Question 17 of 33 The Normal distribution with mean \( \mu=500.9 \) and standard deviation \( \sigma=10.6 \) is a good description of the total score on the Medical College Admission Test (MCAT). This is a continuous probability model for the score of a randomly chosen student. Call the score of a randomly chosen student \( X \) for short. Side-by-Side (b) Use Table A to find the probability of the event "the student chosen has a score of 510 or higher." Give your answer to four decimal places. probability: \( \square \)

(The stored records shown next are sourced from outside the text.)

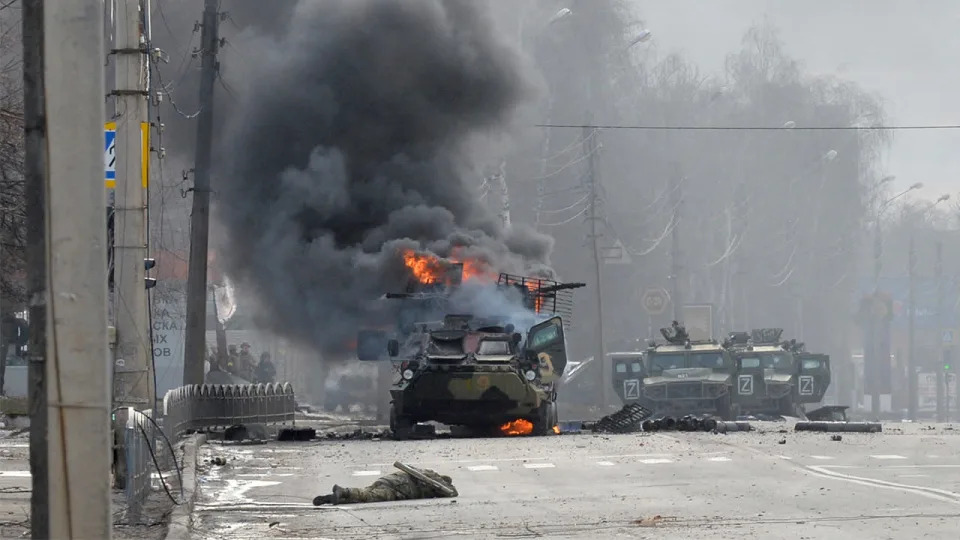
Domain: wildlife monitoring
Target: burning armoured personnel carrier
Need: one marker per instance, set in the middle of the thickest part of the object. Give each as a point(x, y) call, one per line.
point(679, 377)
point(481, 372)
point(776, 377)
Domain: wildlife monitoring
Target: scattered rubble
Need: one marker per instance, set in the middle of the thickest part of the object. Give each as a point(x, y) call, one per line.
point(297, 434)
point(626, 420)
point(850, 427)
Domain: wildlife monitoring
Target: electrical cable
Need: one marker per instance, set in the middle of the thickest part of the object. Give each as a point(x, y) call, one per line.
point(750, 128)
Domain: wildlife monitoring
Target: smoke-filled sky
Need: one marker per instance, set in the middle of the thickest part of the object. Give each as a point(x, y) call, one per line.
point(355, 140)
point(904, 51)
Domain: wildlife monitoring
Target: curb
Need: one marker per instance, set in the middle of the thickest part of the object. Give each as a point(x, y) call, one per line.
point(182, 516)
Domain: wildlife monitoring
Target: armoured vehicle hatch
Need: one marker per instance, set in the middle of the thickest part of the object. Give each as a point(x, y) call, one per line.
point(679, 377)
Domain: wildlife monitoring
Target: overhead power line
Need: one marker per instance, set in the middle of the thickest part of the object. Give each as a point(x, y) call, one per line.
point(751, 128)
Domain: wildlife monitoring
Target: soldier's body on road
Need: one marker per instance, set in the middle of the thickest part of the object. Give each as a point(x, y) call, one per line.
point(398, 486)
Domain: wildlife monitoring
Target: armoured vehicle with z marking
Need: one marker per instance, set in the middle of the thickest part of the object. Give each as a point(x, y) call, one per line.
point(679, 377)
point(776, 377)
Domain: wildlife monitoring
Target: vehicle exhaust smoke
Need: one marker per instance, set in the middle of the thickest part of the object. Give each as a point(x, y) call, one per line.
point(351, 145)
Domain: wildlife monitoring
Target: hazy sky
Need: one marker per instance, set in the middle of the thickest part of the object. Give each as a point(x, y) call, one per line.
point(905, 51)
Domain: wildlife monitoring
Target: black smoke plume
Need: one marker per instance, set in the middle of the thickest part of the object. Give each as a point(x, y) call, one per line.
point(353, 144)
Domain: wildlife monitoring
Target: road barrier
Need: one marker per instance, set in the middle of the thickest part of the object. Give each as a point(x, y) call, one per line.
point(205, 406)
point(148, 439)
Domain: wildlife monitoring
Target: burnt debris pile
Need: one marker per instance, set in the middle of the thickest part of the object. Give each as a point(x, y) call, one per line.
point(627, 420)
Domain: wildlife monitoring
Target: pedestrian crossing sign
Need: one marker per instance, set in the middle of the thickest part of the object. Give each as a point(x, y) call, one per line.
point(110, 154)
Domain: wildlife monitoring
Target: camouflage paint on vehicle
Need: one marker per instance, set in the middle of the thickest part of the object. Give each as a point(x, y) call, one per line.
point(447, 375)
point(776, 377)
point(677, 378)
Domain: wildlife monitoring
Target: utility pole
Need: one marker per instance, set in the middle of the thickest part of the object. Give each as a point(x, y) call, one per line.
point(590, 150)
point(941, 376)
point(133, 377)
point(64, 111)
point(911, 351)
point(195, 339)
point(35, 143)
point(676, 201)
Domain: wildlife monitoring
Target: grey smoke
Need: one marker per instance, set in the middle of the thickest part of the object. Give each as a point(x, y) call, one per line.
point(354, 143)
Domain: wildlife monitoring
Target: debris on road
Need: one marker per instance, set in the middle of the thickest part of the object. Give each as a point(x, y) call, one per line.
point(834, 413)
point(626, 420)
point(409, 483)
point(649, 522)
point(297, 434)
point(849, 427)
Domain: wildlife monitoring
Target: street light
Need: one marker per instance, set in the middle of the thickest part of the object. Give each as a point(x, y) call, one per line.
point(643, 37)
point(912, 311)
point(563, 13)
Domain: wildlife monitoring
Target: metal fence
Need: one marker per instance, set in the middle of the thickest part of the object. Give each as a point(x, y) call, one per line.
point(186, 409)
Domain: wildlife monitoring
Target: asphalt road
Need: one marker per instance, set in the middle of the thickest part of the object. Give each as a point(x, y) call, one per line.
point(903, 483)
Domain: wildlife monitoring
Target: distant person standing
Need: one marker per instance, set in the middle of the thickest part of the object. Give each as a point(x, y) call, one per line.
point(266, 372)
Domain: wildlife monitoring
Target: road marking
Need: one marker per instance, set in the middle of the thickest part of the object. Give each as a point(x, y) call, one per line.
point(937, 494)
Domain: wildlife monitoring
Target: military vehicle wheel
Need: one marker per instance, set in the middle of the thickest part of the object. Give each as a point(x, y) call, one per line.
point(400, 426)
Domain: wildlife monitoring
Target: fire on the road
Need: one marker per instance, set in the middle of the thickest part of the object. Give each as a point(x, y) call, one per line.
point(517, 427)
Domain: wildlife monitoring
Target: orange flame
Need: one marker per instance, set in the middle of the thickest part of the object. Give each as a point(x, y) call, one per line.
point(430, 269)
point(517, 427)
point(538, 300)
point(426, 269)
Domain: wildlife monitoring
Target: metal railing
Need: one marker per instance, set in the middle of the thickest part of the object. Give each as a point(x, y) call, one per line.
point(148, 438)
point(215, 405)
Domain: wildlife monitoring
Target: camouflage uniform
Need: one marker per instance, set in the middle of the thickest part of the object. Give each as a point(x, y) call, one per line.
point(398, 486)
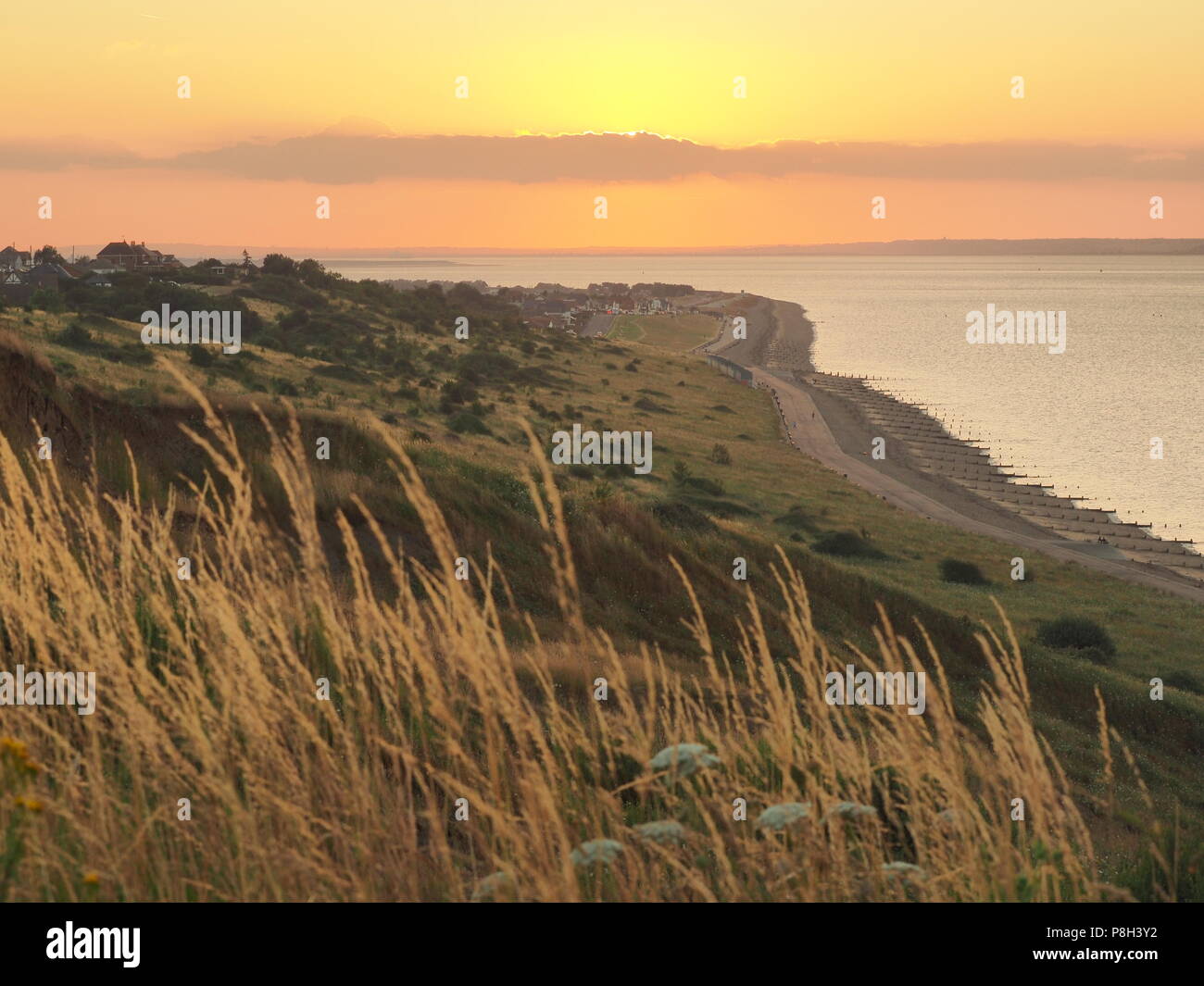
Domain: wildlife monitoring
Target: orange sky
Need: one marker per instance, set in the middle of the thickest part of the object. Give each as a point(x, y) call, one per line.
point(907, 101)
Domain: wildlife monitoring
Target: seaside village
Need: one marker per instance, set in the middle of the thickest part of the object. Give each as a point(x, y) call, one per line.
point(24, 272)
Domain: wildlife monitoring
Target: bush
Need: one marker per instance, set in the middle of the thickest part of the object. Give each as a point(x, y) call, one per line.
point(468, 423)
point(75, 336)
point(962, 572)
point(673, 513)
point(199, 356)
point(709, 486)
point(846, 544)
point(1078, 633)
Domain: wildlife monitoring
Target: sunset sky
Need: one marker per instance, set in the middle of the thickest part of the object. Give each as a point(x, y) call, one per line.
point(357, 101)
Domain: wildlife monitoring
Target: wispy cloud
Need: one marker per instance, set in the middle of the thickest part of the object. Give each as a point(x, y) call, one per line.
point(348, 155)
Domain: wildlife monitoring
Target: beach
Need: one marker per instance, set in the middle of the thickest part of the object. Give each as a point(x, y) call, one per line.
point(928, 471)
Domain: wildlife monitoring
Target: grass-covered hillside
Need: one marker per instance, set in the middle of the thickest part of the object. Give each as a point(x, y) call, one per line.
point(386, 380)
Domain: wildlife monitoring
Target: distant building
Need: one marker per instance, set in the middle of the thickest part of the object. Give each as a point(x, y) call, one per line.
point(135, 256)
point(11, 259)
point(52, 276)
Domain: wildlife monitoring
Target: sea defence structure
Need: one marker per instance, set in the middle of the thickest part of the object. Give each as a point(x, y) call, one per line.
point(731, 368)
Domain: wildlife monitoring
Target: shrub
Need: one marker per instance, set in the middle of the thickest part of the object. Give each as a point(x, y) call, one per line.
point(673, 513)
point(199, 356)
point(465, 423)
point(1078, 633)
point(962, 572)
point(846, 544)
point(75, 336)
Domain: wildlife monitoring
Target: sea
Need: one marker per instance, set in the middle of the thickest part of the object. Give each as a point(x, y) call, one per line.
point(1115, 420)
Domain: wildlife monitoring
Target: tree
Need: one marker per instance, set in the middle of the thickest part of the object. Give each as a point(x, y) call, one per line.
point(280, 264)
point(313, 273)
point(48, 256)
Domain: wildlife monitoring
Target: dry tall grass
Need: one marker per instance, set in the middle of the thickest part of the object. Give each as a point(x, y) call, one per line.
point(207, 690)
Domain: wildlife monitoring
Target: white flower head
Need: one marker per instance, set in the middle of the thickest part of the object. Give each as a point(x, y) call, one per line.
point(850, 809)
point(685, 758)
point(898, 869)
point(596, 852)
point(781, 817)
point(666, 832)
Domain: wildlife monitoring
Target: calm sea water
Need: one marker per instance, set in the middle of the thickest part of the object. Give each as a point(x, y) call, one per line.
point(1131, 372)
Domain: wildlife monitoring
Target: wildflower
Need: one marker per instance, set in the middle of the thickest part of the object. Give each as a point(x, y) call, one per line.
point(496, 886)
point(903, 870)
point(596, 852)
point(685, 757)
point(781, 817)
point(849, 809)
point(666, 832)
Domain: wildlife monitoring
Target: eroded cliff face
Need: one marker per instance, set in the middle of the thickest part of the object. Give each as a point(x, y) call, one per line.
point(34, 405)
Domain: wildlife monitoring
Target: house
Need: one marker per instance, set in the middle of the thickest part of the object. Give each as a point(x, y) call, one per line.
point(11, 259)
point(15, 287)
point(135, 256)
point(52, 276)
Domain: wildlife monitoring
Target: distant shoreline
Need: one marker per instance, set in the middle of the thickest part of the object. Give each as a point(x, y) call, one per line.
point(931, 472)
point(976, 247)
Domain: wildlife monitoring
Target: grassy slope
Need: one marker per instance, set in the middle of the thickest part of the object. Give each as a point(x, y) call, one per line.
point(691, 409)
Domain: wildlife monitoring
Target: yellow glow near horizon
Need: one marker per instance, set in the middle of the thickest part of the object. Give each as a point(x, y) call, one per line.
point(851, 70)
point(842, 70)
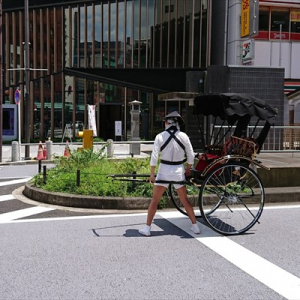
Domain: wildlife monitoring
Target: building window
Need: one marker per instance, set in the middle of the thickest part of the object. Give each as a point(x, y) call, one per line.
point(295, 20)
point(280, 16)
point(264, 18)
point(169, 8)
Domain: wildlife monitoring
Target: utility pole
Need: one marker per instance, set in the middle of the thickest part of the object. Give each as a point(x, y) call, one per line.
point(1, 81)
point(27, 106)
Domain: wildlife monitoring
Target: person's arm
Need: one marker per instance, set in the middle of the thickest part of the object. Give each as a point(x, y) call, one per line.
point(152, 174)
point(154, 159)
point(190, 156)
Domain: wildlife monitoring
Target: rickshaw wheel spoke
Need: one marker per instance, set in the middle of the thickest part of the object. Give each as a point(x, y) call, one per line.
point(234, 203)
point(193, 196)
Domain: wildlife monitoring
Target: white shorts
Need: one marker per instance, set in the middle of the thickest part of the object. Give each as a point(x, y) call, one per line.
point(175, 177)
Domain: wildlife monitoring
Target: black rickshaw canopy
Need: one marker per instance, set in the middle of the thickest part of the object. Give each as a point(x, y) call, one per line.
point(232, 106)
point(235, 109)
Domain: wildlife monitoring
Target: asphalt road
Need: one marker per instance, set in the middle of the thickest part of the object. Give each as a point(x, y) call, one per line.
point(52, 253)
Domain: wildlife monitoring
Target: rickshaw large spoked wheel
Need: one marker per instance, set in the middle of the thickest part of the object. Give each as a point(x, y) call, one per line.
point(234, 197)
point(193, 196)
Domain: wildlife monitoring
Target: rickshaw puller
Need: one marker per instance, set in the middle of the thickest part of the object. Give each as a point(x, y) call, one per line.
point(173, 145)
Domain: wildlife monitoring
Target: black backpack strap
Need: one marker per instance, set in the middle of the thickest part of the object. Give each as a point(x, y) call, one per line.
point(172, 130)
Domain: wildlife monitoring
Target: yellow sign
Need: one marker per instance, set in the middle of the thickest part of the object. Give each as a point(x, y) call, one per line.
point(295, 15)
point(245, 18)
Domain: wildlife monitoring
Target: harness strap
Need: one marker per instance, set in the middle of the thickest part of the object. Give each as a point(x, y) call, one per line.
point(166, 162)
point(172, 130)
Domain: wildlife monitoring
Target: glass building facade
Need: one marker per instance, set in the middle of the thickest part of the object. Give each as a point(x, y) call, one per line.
point(103, 53)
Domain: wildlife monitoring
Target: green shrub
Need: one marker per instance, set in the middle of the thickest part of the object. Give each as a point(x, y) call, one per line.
point(95, 169)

To find the probability that a randomly chosen student has a score of 510 or higher, we first need to standardize the score using the formula for the standard normal variable \( Z \): \[ Z = \frac{X - \mu}{\sigma} = \frac{510 - 500.9}{10.6} \approx 0.1043. \] Next, we can look up this Z-score in the standard normal distribution table (Table A) or use a calculator that gives cumulative probabilities. Using the Z-table, we can find that the probability \( P(Z < 0.1043) \approx 0.5410 \). To find the probability of scoring 510 or higher, we need to calculate: \[ P(X \geq 510) = 1 - P(Z < 0.1043) = 1 - 0.5410 = 0.4590. \] Thus, the probability that a randomly chosen student has a score of 510 or higher is approximately \( 0.4590 \).